Chloe Anthony Wofford Morrison (born Chloe Ardelia Wofford; February 18, 1931 – August 5, 2019), known as Toni Morrison, was an American novelist, essayist, editor, teacher, and professor emeritus at Princeton University. Her first novel, The Bluest Eye, was published in 1970. The critically acclaimed Song of Solomon (1977) brought her national attention and won the National Book Critics Circle Award. In 1988, she won the Pulitzer Prize and the American Book Award for Beloved (1987).

Born and raised in Lorain, Ohio, Morrison graduated from Howard University in 1953 and went to graduate school at Cornell University. She later taught English at Howard University and also married and had two children before divorcing in 1964. In the late 1960s, she became the first black female editor in fiction at Random House in New York City. In the 1970s and 1980s, she developed her own reputation as an author, and her perhaps most celebrated work, Beloved, was made into a 1998 film.

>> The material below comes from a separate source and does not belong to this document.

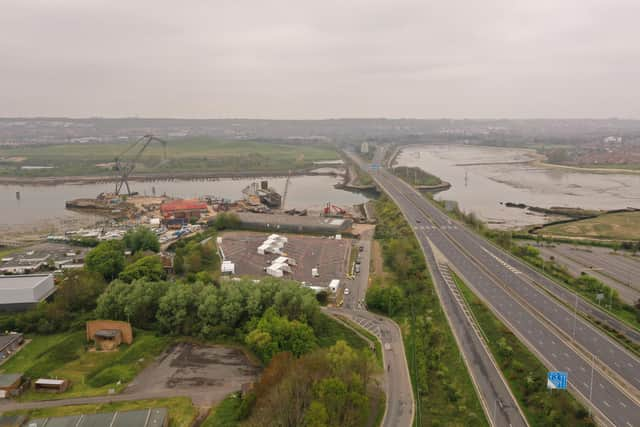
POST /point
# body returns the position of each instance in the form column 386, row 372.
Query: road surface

Morrison was awarded the Nobel Prize in Literature in 1993. In 1996, the National Endowment for the Humanities selected her for the Jefferson Lecture, the U.S. federal government’s highest honor for achievement in the humanities. Also that year, she was honored with the National Book Foundation’s Medal of Distinguished Contribution to American Letters. On May 29, 2012, President Barack Obama presented Morrison with the Presidential Medal of Freedom. In 2016, she received the PEN/Saul Bellow Award for Achievement in American Fiction.